Amazon Rocks The House with New EC2 Features

Amazon announced three new features for EC2 today:

  • CloudWatch – monitoring your instances
  • AutoScaling – automagically scale/shrink your instances
  • Elastic Load Balancing – balance traffic across instances, including geo-distributed clusters (nice!)

There are a lot of conversations going on about the new features. Looks like Amazon has significantly extended their lead in cloud computing. Who'd a thunk it?

Several things jump to mind for me:

* BaconMarathon – we've been running our top3Clicks Facebook app in the EC2 cloud for more than a year now. Overall, the experience has been quite good, but there were a few things missing, most notably a scaling technology solution. I looked at RightScale, but their price point was not for us. Additionally, basic monitoring (disk space, CPU, RAM, app-level like HTTP GET) would have saved us from a few outages and the heartburn that comes with it.

* AMZN p/e - when does Amazon's p/e ratio begin to reflect the technical leadership/lead that they have established in cloud computing? Or has this already occurred since $AMZN is trading at a current p/e of 48.64 while GOOG is 29.02? I saw just today that AT&T was launching a cloud initiative with EMC; great that they are coming to the party, but they are pretty late. Amazon is grouped in Retail - when does this change/does Amazon need to spin this out into a separate company to realize the true forward looking value of the technology? Or, when does an IBM acquire Amazon for the technology and sell-off the retail business? Even more far-fetched, when does Amazon start acquiring technology companies in an Oracle-type rollup strategy?

Great comment from Matthew Snape on my Friendfeed post:

Dave AWS is so brilliant because it is a retail operation. They sell CPU time in exactly the same way they sell books or dvd's, all you need is a credit card. Compare that with the way IBM or Oracle operate. Perhaps it will be Amazon buying Oracle?

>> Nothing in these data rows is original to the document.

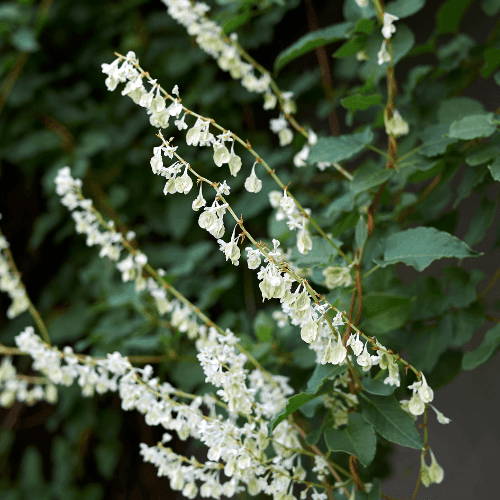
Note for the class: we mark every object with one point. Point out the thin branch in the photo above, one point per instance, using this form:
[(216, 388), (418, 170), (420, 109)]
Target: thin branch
[(326, 74)]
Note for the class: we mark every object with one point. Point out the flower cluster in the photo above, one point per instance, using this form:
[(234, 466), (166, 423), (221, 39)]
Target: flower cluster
[(432, 474), (11, 284), (286, 208), (237, 450), (158, 111), (211, 38)]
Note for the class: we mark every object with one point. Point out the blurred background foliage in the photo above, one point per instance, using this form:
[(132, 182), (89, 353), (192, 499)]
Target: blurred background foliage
[(56, 111)]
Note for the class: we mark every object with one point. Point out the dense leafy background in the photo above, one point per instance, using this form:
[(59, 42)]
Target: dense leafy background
[(59, 112)]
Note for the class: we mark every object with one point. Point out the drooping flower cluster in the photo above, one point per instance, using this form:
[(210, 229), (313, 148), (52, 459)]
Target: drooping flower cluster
[(11, 284), (396, 125), (112, 243), (286, 208), (226, 51), (158, 111), (237, 450)]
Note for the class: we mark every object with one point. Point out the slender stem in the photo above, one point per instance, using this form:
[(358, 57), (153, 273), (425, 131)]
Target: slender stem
[(419, 478), (489, 286), (326, 74), (255, 154), (32, 309), (17, 68), (318, 452)]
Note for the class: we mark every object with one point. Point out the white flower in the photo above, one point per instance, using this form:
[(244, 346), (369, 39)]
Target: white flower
[(362, 55), (388, 28), (383, 54), (299, 160), (199, 201), (425, 393), (285, 136), (355, 343), (287, 203), (252, 183), (396, 125), (335, 355), (270, 100), (253, 256), (234, 162), (440, 417), (231, 249), (436, 472), (184, 183), (309, 331), (416, 406), (365, 360), (304, 241), (221, 154), (181, 123)]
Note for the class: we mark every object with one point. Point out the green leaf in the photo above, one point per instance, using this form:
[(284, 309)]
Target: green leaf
[(107, 457), (472, 177), (357, 439), (461, 286), (72, 324), (455, 108), (484, 352), (360, 233), (344, 203), (482, 155), (322, 373), (353, 12), (263, 326), (312, 40), (467, 321), (491, 61), (364, 26), (377, 387), (472, 126), (339, 148), (24, 40), (322, 253), (361, 102), (490, 7), (450, 14), (32, 144), (384, 312), (434, 141), (368, 176), (392, 422), (420, 246), (352, 46), (235, 22), (404, 8), (455, 51), (293, 404), (494, 168), (449, 365), (482, 219), (402, 42), (427, 343)]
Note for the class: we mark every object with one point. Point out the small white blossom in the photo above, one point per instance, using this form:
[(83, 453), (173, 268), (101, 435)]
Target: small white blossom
[(388, 28), (383, 54), (396, 125), (252, 183)]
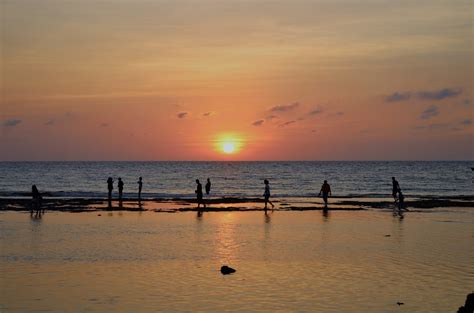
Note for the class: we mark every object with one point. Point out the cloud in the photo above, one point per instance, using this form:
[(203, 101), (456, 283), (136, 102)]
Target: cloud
[(439, 94), (182, 115), (11, 122), (398, 96), (315, 111), (429, 112), (466, 102), (287, 124), (434, 95), (51, 122), (436, 126), (285, 107)]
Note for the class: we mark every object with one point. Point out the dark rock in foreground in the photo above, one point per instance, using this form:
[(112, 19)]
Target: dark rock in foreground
[(225, 270), (469, 305)]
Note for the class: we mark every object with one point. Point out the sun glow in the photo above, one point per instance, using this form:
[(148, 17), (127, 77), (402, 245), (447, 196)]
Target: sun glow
[(228, 147), (228, 143)]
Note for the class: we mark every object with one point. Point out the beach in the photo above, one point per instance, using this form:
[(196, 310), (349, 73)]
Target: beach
[(163, 253), (233, 204), (306, 261)]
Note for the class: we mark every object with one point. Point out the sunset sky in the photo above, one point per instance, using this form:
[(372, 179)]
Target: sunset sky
[(278, 80)]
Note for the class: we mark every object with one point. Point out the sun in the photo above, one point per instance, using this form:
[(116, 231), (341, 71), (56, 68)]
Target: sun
[(228, 147), (228, 143)]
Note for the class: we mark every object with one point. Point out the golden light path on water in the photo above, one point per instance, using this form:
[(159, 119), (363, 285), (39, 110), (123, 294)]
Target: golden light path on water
[(306, 261), (229, 143)]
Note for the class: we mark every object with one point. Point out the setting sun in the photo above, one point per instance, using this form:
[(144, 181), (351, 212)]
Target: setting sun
[(228, 143), (228, 147)]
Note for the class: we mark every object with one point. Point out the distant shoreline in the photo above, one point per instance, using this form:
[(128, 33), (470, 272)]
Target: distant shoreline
[(230, 204)]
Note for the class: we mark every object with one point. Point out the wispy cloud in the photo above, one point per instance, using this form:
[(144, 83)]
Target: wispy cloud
[(398, 96), (50, 122), (315, 111), (466, 122), (439, 94), (433, 95), (429, 112), (285, 107), (258, 123), (182, 115), (287, 124), (11, 122)]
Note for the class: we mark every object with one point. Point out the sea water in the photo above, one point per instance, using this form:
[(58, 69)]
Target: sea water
[(237, 179), (362, 261)]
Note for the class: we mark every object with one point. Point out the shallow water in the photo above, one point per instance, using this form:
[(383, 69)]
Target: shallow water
[(285, 261)]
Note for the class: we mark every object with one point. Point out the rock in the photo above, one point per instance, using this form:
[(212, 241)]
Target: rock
[(225, 270), (469, 305)]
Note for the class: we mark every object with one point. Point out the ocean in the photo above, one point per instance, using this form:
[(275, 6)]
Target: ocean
[(238, 179)]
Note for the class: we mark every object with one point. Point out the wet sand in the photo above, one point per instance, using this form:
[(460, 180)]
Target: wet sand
[(305, 261), (232, 204)]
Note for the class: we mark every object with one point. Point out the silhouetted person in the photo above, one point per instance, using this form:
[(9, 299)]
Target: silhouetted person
[(110, 187), (199, 194), (266, 194), (401, 202), (120, 186), (140, 185), (208, 186), (36, 200), (395, 188), (325, 191)]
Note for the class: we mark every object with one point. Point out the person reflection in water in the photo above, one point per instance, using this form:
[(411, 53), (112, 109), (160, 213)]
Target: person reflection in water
[(208, 186), (36, 200), (140, 185), (110, 187), (199, 194), (325, 191), (120, 186), (401, 203), (395, 189), (266, 194)]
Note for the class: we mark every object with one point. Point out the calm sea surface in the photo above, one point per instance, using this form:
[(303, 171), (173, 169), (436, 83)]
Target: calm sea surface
[(364, 261), (240, 179)]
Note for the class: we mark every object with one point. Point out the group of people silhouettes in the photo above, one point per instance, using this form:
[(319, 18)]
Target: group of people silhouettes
[(325, 192), (120, 184), (199, 194)]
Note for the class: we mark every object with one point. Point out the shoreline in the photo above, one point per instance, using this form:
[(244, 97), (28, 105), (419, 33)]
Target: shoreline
[(173, 205)]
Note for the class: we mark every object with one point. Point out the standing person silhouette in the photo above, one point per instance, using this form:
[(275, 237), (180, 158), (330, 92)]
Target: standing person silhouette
[(120, 186), (36, 200), (325, 191), (395, 189), (266, 194), (110, 187), (208, 186), (140, 185), (401, 203), (199, 194)]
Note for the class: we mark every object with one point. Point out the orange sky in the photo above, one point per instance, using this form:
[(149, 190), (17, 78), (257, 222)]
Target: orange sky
[(289, 80)]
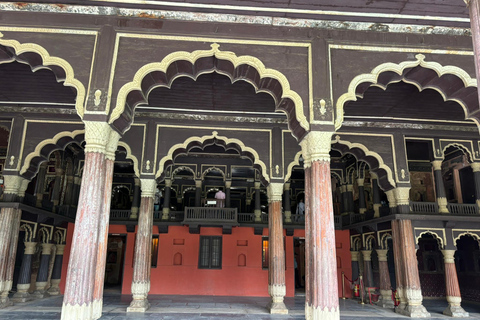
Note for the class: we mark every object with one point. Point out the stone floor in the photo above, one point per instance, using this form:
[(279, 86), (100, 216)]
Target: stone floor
[(215, 307)]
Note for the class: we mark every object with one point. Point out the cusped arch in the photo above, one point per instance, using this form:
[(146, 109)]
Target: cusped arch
[(38, 58), (196, 63), (458, 87), (46, 147), (373, 159), (214, 138)]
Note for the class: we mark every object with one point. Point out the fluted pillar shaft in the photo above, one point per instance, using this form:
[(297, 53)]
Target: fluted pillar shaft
[(42, 276), (257, 211), (439, 186), (276, 256), (166, 195), (454, 298), (412, 292), (24, 278), (362, 204), (143, 249), (84, 283), (57, 271), (385, 283), (321, 296)]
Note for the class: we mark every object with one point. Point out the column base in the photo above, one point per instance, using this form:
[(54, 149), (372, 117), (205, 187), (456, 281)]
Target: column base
[(139, 306), (455, 311), (22, 297)]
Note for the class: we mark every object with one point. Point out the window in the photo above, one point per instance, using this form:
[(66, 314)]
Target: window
[(154, 250), (210, 256)]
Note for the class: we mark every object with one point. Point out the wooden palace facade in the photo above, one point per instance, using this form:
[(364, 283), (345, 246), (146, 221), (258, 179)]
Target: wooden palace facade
[(344, 138)]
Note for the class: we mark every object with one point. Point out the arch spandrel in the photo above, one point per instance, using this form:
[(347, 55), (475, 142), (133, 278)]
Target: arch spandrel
[(228, 139), (452, 82), (192, 64), (37, 57)]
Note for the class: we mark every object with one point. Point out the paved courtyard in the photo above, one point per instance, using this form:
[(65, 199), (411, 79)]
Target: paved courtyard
[(215, 307)]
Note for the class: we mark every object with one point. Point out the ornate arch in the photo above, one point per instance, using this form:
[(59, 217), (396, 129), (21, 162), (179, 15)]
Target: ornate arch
[(440, 240), (38, 58), (46, 147), (460, 87), (373, 159), (201, 142), (193, 64), (461, 147)]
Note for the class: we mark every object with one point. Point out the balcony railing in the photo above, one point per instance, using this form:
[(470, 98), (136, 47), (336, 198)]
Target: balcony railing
[(423, 207), (210, 215), (462, 208)]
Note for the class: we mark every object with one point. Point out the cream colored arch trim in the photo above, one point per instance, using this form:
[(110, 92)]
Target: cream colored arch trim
[(214, 135), (131, 157), (466, 233), (295, 162), (398, 68), (459, 146), (382, 165), (39, 147), (440, 240), (215, 52), (70, 80), (213, 169)]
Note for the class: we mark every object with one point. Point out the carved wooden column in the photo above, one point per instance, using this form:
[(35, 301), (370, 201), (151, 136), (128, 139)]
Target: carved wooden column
[(57, 271), (198, 193), (439, 186), (258, 210), (15, 187), (385, 283), (78, 301), (454, 298), (408, 263), (135, 200), (143, 249), (42, 276), (24, 278), (166, 197), (376, 195), (287, 204), (474, 9), (322, 293), (476, 175), (228, 185), (367, 268), (40, 186), (276, 259), (362, 204)]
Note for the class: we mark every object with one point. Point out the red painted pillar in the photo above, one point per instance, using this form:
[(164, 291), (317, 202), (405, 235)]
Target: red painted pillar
[(143, 249), (322, 292), (454, 298), (474, 8), (82, 298), (276, 260), (407, 267)]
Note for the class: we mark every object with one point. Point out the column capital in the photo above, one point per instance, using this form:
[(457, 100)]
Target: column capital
[(475, 166), (275, 191), (437, 165), (97, 135), (382, 254), (367, 255), (402, 195), (198, 183), (316, 146), (112, 145), (448, 256), (149, 186)]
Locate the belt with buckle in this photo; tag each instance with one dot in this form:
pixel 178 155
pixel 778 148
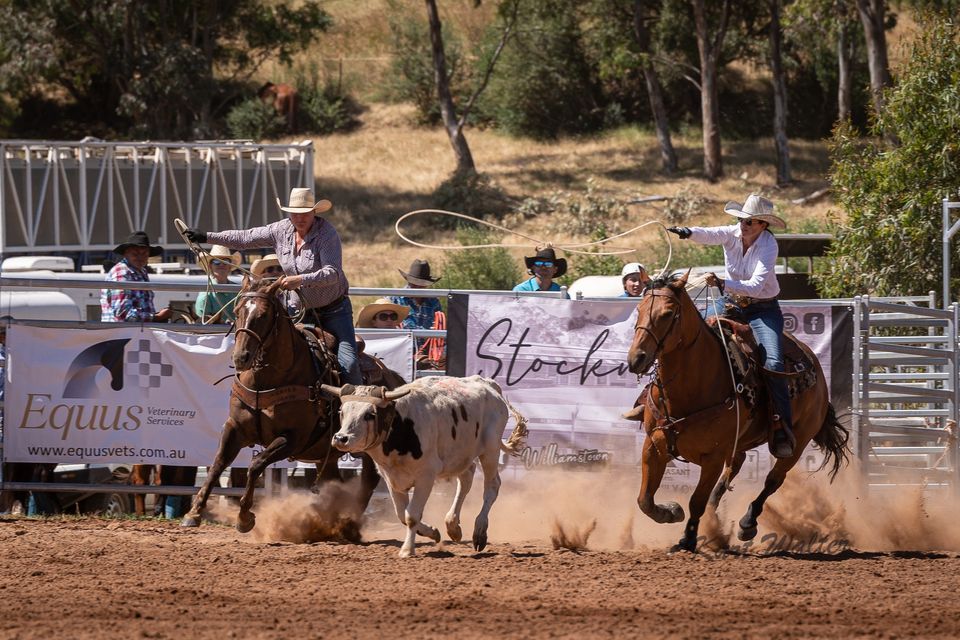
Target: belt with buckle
pixel 745 301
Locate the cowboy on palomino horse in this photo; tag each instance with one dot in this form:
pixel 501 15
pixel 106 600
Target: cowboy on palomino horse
pixel 275 400
pixel 750 256
pixel 691 412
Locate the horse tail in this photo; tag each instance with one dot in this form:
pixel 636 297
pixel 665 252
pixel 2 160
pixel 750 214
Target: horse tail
pixel 518 438
pixel 832 439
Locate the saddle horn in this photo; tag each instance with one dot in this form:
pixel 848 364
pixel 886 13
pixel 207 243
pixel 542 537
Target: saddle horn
pixel 393 395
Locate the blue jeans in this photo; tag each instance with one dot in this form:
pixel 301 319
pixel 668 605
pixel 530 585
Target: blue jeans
pixel 338 320
pixel 766 320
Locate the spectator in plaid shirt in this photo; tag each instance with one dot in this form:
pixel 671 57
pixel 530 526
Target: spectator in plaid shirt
pixel 423 310
pixel 131 305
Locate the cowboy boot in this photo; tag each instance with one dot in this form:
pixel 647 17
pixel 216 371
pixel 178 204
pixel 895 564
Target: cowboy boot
pixel 782 440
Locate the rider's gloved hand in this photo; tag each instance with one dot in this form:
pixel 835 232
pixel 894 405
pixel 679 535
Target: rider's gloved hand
pixel 195 235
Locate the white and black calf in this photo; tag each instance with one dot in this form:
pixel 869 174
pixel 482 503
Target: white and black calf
pixel 436 427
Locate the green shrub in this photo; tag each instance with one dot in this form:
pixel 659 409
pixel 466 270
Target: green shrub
pixel 256 120
pixel 491 269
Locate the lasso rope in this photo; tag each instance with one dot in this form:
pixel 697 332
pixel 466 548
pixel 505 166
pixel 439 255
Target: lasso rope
pixel 577 248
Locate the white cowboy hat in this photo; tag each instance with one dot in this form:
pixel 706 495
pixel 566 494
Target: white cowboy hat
pixel 219 252
pixel 260 265
pixel 757 208
pixel 631 268
pixel 365 319
pixel 302 201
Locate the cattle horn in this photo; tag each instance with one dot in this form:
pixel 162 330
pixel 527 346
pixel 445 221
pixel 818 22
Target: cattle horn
pixel 393 395
pixel 330 391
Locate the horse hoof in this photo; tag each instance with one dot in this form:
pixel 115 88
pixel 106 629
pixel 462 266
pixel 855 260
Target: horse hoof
pixel 190 521
pixel 246 523
pixel 454 531
pixel 674 512
pixel 479 542
pixel 746 534
pixel 683 545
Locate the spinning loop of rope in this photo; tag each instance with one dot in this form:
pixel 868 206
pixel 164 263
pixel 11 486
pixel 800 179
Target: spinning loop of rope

* Startups - We've all seen this movie before, but when startups build functionality on top of another company's APIs, things usually go something like this:

  • Startup sees APIs, builds cool/missing functionality to fill in the gaps. Ignores comments that they are "just a feature"
  • Startup secretly hopes API publisher sees value and acquires startup
  • API publisher sees that startup has validated model and builds out same functionality
  • API publisher launches new features; startup ends up being "just a feature" and closes down















Perhaps folks like RightScale will figure out how to add more value/build out their cloud support to other offerings like IBM, Google, Microsoft, etc.